I think I've just found the centre ground. It's over to your right. Far off to your right. That was Margaret Thatcher's real ambition, of course.

One of her offspring, in Ms Alexander's parlance, is standing next to the old lady in our photograph. The idea, from the beginning, was to shift the politics of Britain permanently to the right, to a position once regarded as lying on the fringes. The Blair-Brown years have been convincing proof of her success. The rich (or greedy) go on as before.

What's the worst that the latest Prime Minister has had to say about Thatcher over the past decade? I consulted his collected speeches in an effort to check. The worst - the very worst - Mr Brown has said is that Thatcherism was "too limited" in its view of "Britishness" and of Britain's place in the world. Her belief in "the need for change" is, meanwhile, heartily endorsed.
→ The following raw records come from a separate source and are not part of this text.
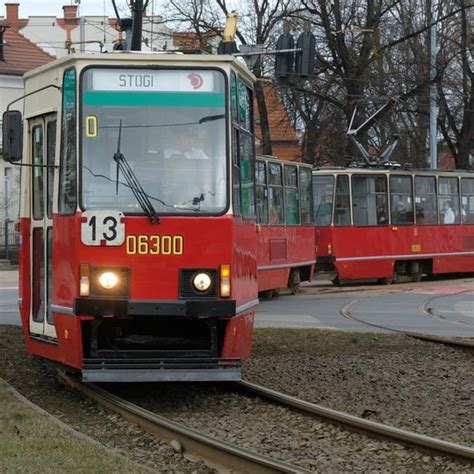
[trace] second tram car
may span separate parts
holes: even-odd
[[[92,382],[240,379],[258,292],[296,291],[314,263],[311,170],[256,170],[253,82],[232,56],[181,54],[25,75],[3,145],[32,354]]]
[[[474,174],[313,171],[316,274],[335,283],[474,272]]]

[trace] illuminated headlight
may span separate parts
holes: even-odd
[[[114,288],[118,281],[118,276],[114,272],[104,272],[99,276],[99,283],[106,290]]]
[[[198,273],[193,278],[193,285],[197,291],[207,291],[211,287],[211,277],[207,273]]]

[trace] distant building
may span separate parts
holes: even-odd
[[[282,160],[301,161],[300,136],[290,122],[283,103],[278,96],[276,88],[265,83],[263,86],[270,123],[270,137],[272,141],[272,154]],[[255,102],[255,135],[257,138],[257,153],[262,153],[260,145],[262,131],[260,129],[260,116]]]

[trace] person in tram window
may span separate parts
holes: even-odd
[[[456,216],[454,215],[454,211],[453,211],[451,201],[446,201],[444,203],[443,223],[444,224],[454,224],[455,220],[456,220]]]
[[[394,196],[392,209],[392,221],[394,224],[402,224],[406,221],[406,207],[400,197]]]
[[[385,215],[385,209],[383,207],[377,208],[377,224],[386,224],[387,216]]]
[[[270,207],[270,224],[279,224],[280,223],[280,212],[276,205]]]

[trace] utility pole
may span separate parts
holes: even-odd
[[[9,224],[9,219],[10,219],[10,216],[8,215],[8,194],[9,194],[9,190],[8,190],[8,183],[10,181],[10,177],[9,177],[9,171],[10,171],[10,168],[6,168],[5,167],[5,195],[4,195],[4,207],[5,207],[5,228],[4,228],[4,231],[5,231],[5,258],[8,260],[8,258],[10,257],[9,255],[9,245],[8,245],[8,224]]]
[[[438,167],[438,127],[437,116],[438,107],[436,104],[437,90],[436,83],[436,0],[429,0],[430,11],[430,165],[432,169]]]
So when did that happen? At what point in the 1990s did Mr Brown step forward and say: "Hang on a minute, I've had second thoughts"? I can find no reference, just as I cannot trace the moment when David Cameron apologised for the intensely right-wing election manifesto he wrote for Michael Howard. Clearly, I don't get out and about on the centre ground enough.

To be fair, after that amiable tea in Downing Street, the Prime Minister's spokesman was keen to put the record straight. Of Mr Brown, he said: "He will never agree with what Lady Thatcher did on employment policy and other areas. But she was a strong leader who did much for Britain's image."

You have to love it. "Employment policy" - for four million people, it was known as unemployment policy. "Other areas" - areas, presumably, such as Scotland, Wales and the north of England.

Still, a strong leader with no image problems, unless the visceral hatred of millions counted as a difficulty for the folk at Saatchi.

I wish Wendy Alexander luck. Seriously. I just wonder if fixing the council tax, securing more powers for the Edinburgh parliament and repairing a sense of community is still the sort of behaviour that gets you invited to tea and the ever-drifting centre ground.